Robbins chronicles the ups and downs of Milarch's efforts. One of his major successes was finding and cloning ancient sequoias in an unusually dry region of central California, under conditions that global warming may well replicate elsewhere. 

But Robbins also writes about trees themselves, their barely understood wonders and the ways in which they nurture the planet. He writes with clear objectivity but in a more complete way that mirrors the combination of standard and frontier science and the so-called mysticism in Milarch's world. Even scientists admit we know dangerously little about the trees and forests we've been relentlessly destroying. But Milarch's quest is not some feel-good exercise. He and others involved realize that planting the right trees in the right places is crucial.

Along the way Robbins updates the exploits of Michael Taylor, the HSU grad who, while working at Radio Shack in Arcata, discovered several of the largest redwoods in the world in the Jedediah Smith Redwood State Park, together with HSU forestry and wildlands professor Steve Sillett. Taylor (who moved to Hyampom, an isolated town of 261 people in Trinity County) expanded his search for champion trees to other species and countries, searching for them partly by intuition. His incredible record improved even more when he teamed up with Milarch. "When I travel with David Milarch, we really find trees. It's beyond coincidence," he said.

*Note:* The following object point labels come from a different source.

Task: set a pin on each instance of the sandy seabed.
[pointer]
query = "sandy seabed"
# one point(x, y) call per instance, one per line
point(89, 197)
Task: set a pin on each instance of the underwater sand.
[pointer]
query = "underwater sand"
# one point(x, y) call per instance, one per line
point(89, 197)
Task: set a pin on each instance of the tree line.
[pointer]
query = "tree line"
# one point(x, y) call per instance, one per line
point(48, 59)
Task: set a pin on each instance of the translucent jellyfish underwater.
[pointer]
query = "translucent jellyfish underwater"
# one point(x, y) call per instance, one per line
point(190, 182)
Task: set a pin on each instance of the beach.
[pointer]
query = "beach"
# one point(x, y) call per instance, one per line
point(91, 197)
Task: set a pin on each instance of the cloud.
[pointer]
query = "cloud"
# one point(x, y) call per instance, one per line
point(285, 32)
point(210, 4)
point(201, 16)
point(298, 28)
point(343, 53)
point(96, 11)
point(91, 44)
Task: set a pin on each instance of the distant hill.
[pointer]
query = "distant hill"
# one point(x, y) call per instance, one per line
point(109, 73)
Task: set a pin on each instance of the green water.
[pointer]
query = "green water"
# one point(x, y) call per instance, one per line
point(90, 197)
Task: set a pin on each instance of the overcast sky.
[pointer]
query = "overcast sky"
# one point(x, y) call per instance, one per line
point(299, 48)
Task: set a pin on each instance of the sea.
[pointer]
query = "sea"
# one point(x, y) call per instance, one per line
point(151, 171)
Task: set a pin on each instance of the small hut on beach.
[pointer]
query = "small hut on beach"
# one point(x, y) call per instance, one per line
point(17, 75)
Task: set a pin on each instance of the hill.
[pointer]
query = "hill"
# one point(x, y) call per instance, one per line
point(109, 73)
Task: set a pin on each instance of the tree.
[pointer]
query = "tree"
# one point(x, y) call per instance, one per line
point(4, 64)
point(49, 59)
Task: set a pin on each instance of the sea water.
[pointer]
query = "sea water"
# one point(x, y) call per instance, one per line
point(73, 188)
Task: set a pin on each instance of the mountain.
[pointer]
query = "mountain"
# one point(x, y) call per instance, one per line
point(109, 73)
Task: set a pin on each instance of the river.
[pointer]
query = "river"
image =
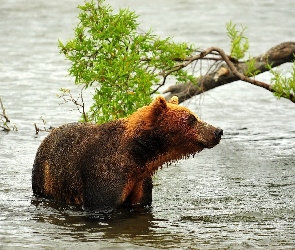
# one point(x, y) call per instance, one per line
point(238, 195)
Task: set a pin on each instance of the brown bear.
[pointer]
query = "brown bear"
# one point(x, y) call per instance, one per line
point(102, 167)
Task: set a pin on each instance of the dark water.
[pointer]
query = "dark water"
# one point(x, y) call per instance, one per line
point(239, 195)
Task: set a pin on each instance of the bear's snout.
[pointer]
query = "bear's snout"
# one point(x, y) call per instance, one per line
point(218, 133)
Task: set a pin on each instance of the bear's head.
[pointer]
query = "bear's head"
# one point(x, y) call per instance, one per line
point(164, 130)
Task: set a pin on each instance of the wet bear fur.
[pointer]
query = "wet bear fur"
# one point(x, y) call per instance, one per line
point(102, 167)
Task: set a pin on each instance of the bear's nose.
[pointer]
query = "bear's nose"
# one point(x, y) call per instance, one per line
point(218, 133)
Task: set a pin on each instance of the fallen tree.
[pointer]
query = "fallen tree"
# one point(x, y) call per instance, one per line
point(230, 70)
point(125, 67)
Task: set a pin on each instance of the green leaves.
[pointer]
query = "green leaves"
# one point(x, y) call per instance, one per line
point(239, 43)
point(121, 64)
point(283, 84)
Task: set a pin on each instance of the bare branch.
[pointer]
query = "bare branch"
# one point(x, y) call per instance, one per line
point(275, 56)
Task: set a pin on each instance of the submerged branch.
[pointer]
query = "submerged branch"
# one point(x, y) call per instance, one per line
point(232, 70)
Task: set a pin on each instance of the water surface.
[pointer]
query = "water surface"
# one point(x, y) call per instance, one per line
point(238, 195)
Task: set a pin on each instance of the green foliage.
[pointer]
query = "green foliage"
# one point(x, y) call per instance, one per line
point(239, 43)
point(251, 68)
point(283, 85)
point(121, 64)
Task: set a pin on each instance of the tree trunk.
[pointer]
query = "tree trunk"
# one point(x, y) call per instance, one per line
point(232, 70)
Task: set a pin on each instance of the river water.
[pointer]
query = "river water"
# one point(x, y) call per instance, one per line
point(238, 195)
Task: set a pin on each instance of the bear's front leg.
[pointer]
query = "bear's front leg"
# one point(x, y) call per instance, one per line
point(141, 193)
point(101, 195)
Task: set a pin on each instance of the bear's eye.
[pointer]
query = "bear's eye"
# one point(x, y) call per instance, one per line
point(192, 120)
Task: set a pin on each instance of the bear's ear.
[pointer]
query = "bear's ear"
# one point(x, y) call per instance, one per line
point(174, 100)
point(159, 105)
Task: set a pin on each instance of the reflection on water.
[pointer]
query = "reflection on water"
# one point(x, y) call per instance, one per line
point(238, 195)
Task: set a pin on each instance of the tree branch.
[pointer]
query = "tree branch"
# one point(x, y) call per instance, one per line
point(231, 71)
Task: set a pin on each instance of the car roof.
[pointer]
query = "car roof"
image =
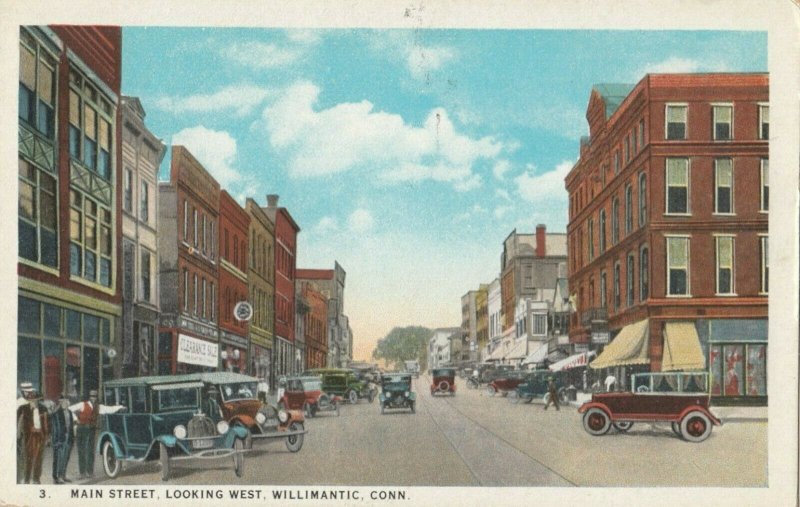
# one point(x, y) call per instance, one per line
point(216, 377)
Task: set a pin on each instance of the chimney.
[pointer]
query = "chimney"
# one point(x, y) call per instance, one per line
point(541, 250)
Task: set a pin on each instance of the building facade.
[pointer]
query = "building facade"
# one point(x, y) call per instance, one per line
point(668, 229)
point(188, 207)
point(69, 219)
point(142, 153)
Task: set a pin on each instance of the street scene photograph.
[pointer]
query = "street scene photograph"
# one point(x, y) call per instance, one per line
point(345, 263)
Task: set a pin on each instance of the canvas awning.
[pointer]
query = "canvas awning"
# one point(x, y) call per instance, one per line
point(682, 349)
point(629, 347)
point(537, 356)
point(573, 361)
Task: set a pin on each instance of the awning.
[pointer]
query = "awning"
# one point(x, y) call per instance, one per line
point(537, 356)
point(682, 348)
point(629, 347)
point(573, 361)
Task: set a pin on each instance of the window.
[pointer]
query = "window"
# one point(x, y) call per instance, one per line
point(725, 264)
point(677, 185)
point(38, 215)
point(723, 122)
point(723, 185)
point(602, 242)
point(90, 133)
point(127, 197)
point(145, 276)
point(644, 286)
point(677, 266)
point(629, 280)
point(628, 208)
point(642, 199)
point(764, 184)
point(90, 239)
point(37, 78)
point(676, 121)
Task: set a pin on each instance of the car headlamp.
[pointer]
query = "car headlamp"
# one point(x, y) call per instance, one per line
point(179, 431)
point(283, 416)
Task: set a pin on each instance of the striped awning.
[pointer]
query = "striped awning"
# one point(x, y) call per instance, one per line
point(630, 346)
point(682, 349)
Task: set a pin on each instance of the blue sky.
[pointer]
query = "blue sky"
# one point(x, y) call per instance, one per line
point(406, 155)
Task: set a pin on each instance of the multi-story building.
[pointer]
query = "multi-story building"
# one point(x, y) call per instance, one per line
point(261, 291)
point(286, 230)
point(70, 225)
point(234, 228)
point(188, 214)
point(668, 229)
point(142, 153)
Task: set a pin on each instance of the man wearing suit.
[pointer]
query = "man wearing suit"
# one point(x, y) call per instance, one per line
point(61, 438)
point(32, 431)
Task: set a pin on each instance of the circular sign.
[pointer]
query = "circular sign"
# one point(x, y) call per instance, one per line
point(243, 311)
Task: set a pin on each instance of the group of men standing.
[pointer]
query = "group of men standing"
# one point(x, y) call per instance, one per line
point(37, 420)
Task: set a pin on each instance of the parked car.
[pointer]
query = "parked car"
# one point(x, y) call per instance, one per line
point(238, 402)
point(167, 419)
point(535, 384)
point(306, 394)
point(396, 392)
point(680, 399)
point(444, 381)
point(344, 382)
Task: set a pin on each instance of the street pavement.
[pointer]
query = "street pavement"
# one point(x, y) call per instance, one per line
point(474, 439)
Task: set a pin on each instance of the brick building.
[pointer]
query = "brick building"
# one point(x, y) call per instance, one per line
point(668, 210)
point(69, 299)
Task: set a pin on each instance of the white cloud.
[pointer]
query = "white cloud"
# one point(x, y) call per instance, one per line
point(354, 135)
point(534, 187)
point(241, 99)
point(215, 149)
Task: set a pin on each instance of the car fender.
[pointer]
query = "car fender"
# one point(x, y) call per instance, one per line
point(692, 408)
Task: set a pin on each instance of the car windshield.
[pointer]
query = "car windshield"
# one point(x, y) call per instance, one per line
point(238, 391)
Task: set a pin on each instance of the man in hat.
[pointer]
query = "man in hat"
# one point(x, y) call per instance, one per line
point(61, 439)
point(87, 412)
point(32, 431)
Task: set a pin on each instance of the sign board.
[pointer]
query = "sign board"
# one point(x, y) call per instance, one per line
point(195, 351)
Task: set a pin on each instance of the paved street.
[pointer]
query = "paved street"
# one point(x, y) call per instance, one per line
point(474, 439)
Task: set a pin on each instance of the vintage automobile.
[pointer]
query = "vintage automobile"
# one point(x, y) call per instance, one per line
point(344, 382)
point(236, 396)
point(165, 418)
point(306, 394)
point(396, 392)
point(444, 381)
point(680, 399)
point(535, 384)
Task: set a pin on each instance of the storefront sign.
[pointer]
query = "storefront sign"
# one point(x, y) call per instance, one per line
point(199, 352)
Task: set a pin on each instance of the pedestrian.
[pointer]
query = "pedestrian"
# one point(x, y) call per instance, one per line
point(62, 437)
point(32, 431)
point(552, 393)
point(87, 413)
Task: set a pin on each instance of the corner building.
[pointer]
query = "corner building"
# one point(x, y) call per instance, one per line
point(668, 230)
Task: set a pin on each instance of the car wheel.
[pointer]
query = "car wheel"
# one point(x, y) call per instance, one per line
point(164, 457)
point(596, 422)
point(238, 457)
point(111, 465)
point(695, 426)
point(295, 442)
point(622, 426)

But Taylor helped Milarch most by finding champion stumps on private land, where only the owner's permission is required to obtain the cuttings to clone, eliminating a lot of government red tape. They started with the immense Fieldbrook Stump just outside Redwood State Park. From the stump and the redwood already growing out of it they hoped to grow hundreds and then thousands of copies. "We can use this tree as a symbol of the reforestation of the world," Milarch said. "This stump is back from the dead, same as I am."